Such tactics may make genteel Gold Coasters draw a disapproving breath, but they are being adopted by a growing number of buildings in New York. And for buildings that embrace medieval life in more than their “baronial living rooms,” there is even public shaming.
“Some buildings will put notices of who’s delinquent in the halls, the elevator, at the front desk,” co-op and condo board attorney Jeffrey Reich told The Observer. “What you might call Scarlet Letter techniques.”
Depriving guests of luxuries is increasingly popular with boards, Mr. Reich said, especially at condos. Co-ops are in a “first lien” position, meaning that they collect before the mortgage-holder. Not only do they get paid first, but banks will often pay a delinquent resident’s maintenance charges. Condo boards, on the other hand, get paid last and must either collect the scraps following foreclosure proceedings or win a money judgment against a delinquent tenant.
Moreover co-ops, unlike condos, did not engage in the amenities arms race of the early ’aughts that brought swimming pools and golf simulators, acres of shared terraces and media rooms rivaling movie theaters—felicities that can easily push maintenance costs above $1,000 a month, even for modest units (and unlike co-op charges, theirs don’t include the property tax bill). Also, resentment builds much faster when you see your deadbeat neighbors sunning themselves by the pool.
“If one or more shareholders aren’t paying, the cash requirements still have to be met,” said Eva Talel, an attorney at the law firm Strook, Strook & Lavan, which advises hundreds of building boards and is the in-house counsel to REBNY. “It’s not just a matter of frustration—it can really become a matter of economic hardship, especially in smaller buildings.”
Restriction measures, Ms. Talel added, are not intended to be punitive—it’s just another means of getting the maintenance paid—but she admitted that they might feel that way.
“I haven’t heard of any fisticuffs on account of people having to go down to pick up their Chinese food,” Ms. Talel said. “But I expect that people are not happy when it happens. And that’s the idea.”
Fisticuffs no, but temper tantrums? Definitely.
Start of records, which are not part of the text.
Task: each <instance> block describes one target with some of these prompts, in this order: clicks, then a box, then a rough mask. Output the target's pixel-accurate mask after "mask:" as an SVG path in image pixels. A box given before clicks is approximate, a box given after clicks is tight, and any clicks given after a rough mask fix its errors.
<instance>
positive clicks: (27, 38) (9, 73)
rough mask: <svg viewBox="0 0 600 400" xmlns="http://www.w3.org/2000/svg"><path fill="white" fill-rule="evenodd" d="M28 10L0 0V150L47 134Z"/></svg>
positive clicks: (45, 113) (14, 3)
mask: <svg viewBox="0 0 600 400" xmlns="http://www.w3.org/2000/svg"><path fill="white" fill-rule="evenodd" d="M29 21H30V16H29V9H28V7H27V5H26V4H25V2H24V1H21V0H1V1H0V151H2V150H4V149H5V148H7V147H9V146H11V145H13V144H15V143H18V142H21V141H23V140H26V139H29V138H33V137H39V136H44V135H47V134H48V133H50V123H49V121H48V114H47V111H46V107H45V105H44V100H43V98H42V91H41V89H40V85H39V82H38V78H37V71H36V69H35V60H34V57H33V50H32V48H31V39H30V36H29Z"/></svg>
“They create scenes,” sighed Midboro Management president Michael Wolfe. Midboro is careful to notify residents before they’re cut off, to eliminate surprises, Mr. Wolfe said, and publicizes the policy so that those with deactivated keycards will be less likely to rap at the doors with sob stories of mysterious demagnetizations. But still, there are scenes.
One of the on-site managers related to The Observer how one man last week became “very upset and screamed at the people in the pool to let him in: ‘I’m an owner here, how can you not let me in?’
“Usually, they’ll try to bluff their way out of it, but if it’s hot enough, they’ll come back with a check,” Mr. Wolfe quipped. “It is an effective tool. When the amenities are gone, certainly, life isn’t as pleasing as it might be. Also, it’s embarrassing.”
And what are the most “effective” amenities to cut-off?
“I think parking is the most painful, although I hate to use the word painful,” Mr. Wolfe struggled to find a softer word choice, finally settling on “the most motivating.”
Other management companies said that they have seen similarly promising results.
“People are angry, but sometimes things get resolved, or at least resolved quicker, when they don’t have access to the amenities,” explained David Wurtzel, the president of Cooper Square Realty.
And even the loss of small luxuries can be nettlesome. A resident of Chelsea condo Chadwin House who hadn’t paid his common charges for years and had a unit in foreclosure, pleaded with the judge to restore his doorman services if he started paying his monthly fees again, according to Robert Holland, a lawyer who represents the Chadwin House board.
“He was complaining that the doorman wouldn’t open the door for him or accept his food deliveries,” Mr. Holland said. The judge was sympathetic. The man started paying around $500 a month common charges, although, given that he still owes more than $40,000 to the board—a debt that remains unresolved—it’s hardly a fairy-tale ending.
Paul Brensilber, president of Jordan Cooper & Associates, the management company that oversees not only Wellington Tower, but a handful of other buildings that have taken a hard line on amenities, has mixed feelings about the practice.
“It’s never a good thing to have owners fighting against owners. It adds a lot of tension to the relationship between neighbors,” he said. “And while, from a sporting perspective, it’s interesting to watch, it puts the building staff in a bad position.
“If the goal is to get paid, I haven’t seen that yet,” Mr. Brensilber added. “But foreclosures take forever and a few shareholders can dramatically impact a condo’s budget. Other owners have to increase their common charges to make up for lost revenue. It’s ugly.”